ABC says that anchor Bill Weir has been given exclusive access to Apple factories in Shenzhen “to see firsthand what life is like for factory workers, most of whom have never used an iPod, iPhone or Apple computer.” Weir's report airs at 11:35 p.m. ET on Tuesday.
"For years, Apple and Foxconn have been synonymous with monster profits and total secrecy so it was fascinating to wander the iPhone and iPod production lines, meet the people who build them and see how they live. Our cameras were rolling when thousands of hopeful applicants rushed the Foxconn gates and I spoke with dozens of line workers and a top executive about everything from hours and pay to the controversies over suicides at the plant and the infamous ‘jumper nets’ that line the factories in Shenzhen. After this trip, I'll never see an Apple product the same way again," said Weir.

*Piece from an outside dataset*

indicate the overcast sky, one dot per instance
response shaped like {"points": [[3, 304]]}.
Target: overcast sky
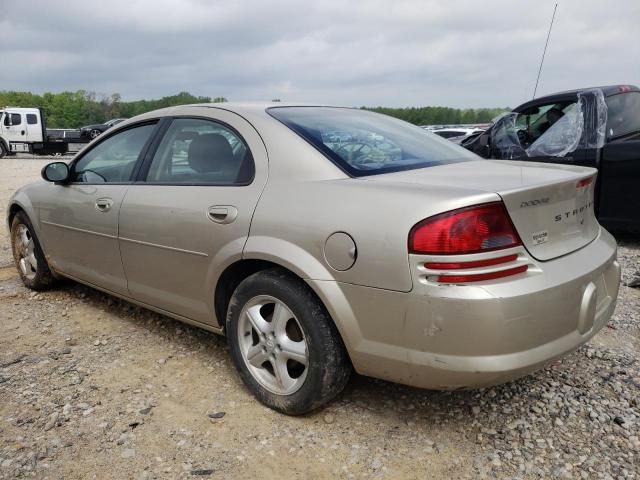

The better Apple does financially – and it is showing little signs of slowing down based on fourth quarter results that included record revenue of $46.33 billion and record net profit of $13.06 billion – the more closely Apple’s critics will be watching how the company is getting its returns.
And Apple’s issues in China don’t just have to do with factory conditions. It also now finds itself in a legal tussle with a Chinese company that says Apple is infringing on its iPad trademark – a situation that could result in an iPad 3 customs ban.